Hello Daniel,
On 5/13/13 4:27 PM, Daniel Pocock wrote:
Just some further thoughts on the problems facing binary packages with
TLS support
I don't know the TLS code in any detail at all, but to what extent could
it be split into a standalone binary module?
tls code in in tls module and it built at tls.so, loaded via config with
loadmodule. There is no libssl function used in core -- other modules
link to it (like websocket), but not in the core.
Does this help in any way? I understood (during past discussions) that
it is anyhow affecting the distribution due to viral mode of gpl.
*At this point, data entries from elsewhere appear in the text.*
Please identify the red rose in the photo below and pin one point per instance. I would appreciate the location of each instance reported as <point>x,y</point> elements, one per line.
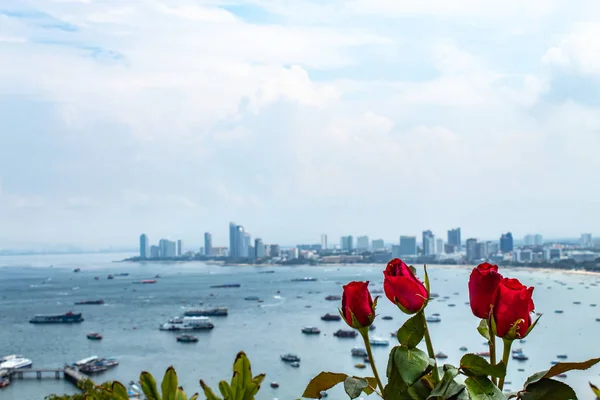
<point>512,304</point>
<point>403,288</point>
<point>483,284</point>
<point>357,303</point>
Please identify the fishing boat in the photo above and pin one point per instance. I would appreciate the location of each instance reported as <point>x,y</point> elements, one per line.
<point>94,336</point>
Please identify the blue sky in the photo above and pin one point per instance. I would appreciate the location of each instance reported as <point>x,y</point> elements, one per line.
<point>293,118</point>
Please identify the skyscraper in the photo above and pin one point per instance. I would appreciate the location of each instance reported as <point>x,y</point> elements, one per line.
<point>506,242</point>
<point>207,244</point>
<point>144,246</point>
<point>362,243</point>
<point>323,241</point>
<point>454,237</point>
<point>408,245</point>
<point>428,243</point>
<point>471,249</point>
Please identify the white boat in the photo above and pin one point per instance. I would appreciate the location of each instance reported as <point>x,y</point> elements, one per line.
<point>15,362</point>
<point>377,341</point>
<point>187,324</point>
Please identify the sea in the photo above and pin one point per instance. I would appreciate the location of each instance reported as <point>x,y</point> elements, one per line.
<point>131,315</point>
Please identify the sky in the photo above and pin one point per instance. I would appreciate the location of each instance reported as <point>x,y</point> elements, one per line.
<point>296,118</point>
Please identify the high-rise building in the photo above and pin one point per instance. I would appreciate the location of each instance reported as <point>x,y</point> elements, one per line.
<point>144,246</point>
<point>259,248</point>
<point>428,243</point>
<point>506,242</point>
<point>362,243</point>
<point>454,238</point>
<point>471,249</point>
<point>408,245</point>
<point>586,240</point>
<point>274,250</point>
<point>378,244</point>
<point>347,243</point>
<point>439,246</point>
<point>207,244</point>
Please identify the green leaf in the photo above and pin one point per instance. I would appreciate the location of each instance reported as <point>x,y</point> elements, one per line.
<point>447,388</point>
<point>474,365</point>
<point>548,389</point>
<point>561,368</point>
<point>411,333</point>
<point>169,384</point>
<point>481,388</point>
<point>354,386</point>
<point>225,390</point>
<point>210,395</point>
<point>595,390</point>
<point>149,386</point>
<point>411,364</point>
<point>119,392</point>
<point>484,329</point>
<point>321,382</point>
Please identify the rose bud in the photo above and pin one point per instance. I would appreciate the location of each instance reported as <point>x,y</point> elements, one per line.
<point>358,308</point>
<point>483,283</point>
<point>403,288</point>
<point>513,305</point>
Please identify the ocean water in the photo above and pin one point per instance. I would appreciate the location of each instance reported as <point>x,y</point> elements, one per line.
<point>130,318</point>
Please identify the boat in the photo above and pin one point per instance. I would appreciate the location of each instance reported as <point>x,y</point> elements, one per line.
<point>94,336</point>
<point>187,339</point>
<point>358,352</point>
<point>227,285</point>
<point>187,324</point>
<point>207,312</point>
<point>342,333</point>
<point>377,341</point>
<point>520,357</point>
<point>89,302</point>
<point>68,318</point>
<point>15,362</point>
<point>331,317</point>
<point>311,330</point>
<point>289,357</point>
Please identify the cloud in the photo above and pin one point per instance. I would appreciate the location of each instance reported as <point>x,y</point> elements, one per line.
<point>297,117</point>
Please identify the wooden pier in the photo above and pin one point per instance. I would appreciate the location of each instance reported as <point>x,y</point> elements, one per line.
<point>70,374</point>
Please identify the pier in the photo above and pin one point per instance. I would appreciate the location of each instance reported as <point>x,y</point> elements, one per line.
<point>68,373</point>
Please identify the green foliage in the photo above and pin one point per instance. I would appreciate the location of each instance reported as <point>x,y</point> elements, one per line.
<point>242,387</point>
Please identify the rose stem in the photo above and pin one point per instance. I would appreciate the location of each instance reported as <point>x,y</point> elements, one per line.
<point>365,334</point>
<point>505,358</point>
<point>436,376</point>
<point>492,345</point>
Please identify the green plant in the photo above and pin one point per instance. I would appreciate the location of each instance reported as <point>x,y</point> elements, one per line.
<point>242,387</point>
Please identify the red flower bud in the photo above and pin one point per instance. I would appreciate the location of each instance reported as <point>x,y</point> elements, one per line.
<point>483,283</point>
<point>513,304</point>
<point>358,308</point>
<point>403,288</point>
TLS module is packaged separately.
From your next option, we already have: "TLS-related files in a
subdirectory for building a module". And yes, installing kamailio with
tls from packages (we distribute though our repo) means:
apt-get install kamailio kamailio-tls-modules
Cheers,
Daniel
Here is the possible solution:
- single source package (kamailio.tar.gz) or maybe even separate source
- TLS-related files in a subdirectory for building a module
- TLS-related files re-licensed under BSD terms
- compiling and running core doesn't require the TLS source or binary
When uploading to Debian, Fedora, etc, there would be two artifacts:
kamailio-core.deb (GPL license)
kamailio-tls.deb (optional, BSD licensed, depends: openssl)
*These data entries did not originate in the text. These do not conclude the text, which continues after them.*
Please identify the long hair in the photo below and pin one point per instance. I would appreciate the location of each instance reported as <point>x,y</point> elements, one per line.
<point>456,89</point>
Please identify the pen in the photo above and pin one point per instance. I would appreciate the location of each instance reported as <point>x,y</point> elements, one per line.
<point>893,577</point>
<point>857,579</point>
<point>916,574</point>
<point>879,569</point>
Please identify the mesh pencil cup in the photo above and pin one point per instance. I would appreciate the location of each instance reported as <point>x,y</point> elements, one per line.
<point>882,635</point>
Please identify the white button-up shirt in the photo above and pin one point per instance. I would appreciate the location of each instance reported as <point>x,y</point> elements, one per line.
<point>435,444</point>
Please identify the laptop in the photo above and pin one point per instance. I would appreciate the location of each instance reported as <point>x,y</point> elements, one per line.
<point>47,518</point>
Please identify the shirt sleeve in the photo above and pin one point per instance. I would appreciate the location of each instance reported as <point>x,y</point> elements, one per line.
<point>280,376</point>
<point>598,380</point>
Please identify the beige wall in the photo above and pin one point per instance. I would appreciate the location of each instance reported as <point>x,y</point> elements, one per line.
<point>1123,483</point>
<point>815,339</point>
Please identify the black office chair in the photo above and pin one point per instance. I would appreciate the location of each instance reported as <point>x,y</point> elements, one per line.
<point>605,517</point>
It then becomes possible for users who want TLS support to just do
# apt-get install kamailio kamailio-tls
or something like that.
The challenges:
- ensuring that the low-level TLS support (any code that uses OpenSSL
API) can be separated into a module
- ensuring that any previous contributors on the affected code are happy
to have it re-licensed
Of course, solving the first challenge (separating the low level code)
probably brings the project closer to having adaptable support for
GnuTLS in future.
I realise that TLS is intricately tied up in the SIP protocol (e.g.
inserting proper transport parameters in Via headers, sips URI, ...),
but the licensing problem really only kicks in where the OpenSSL API is
used. As long as there is an abstraction layer and the high-level code
doesn't use OpenSSL API directly, this may not be difficult to solve.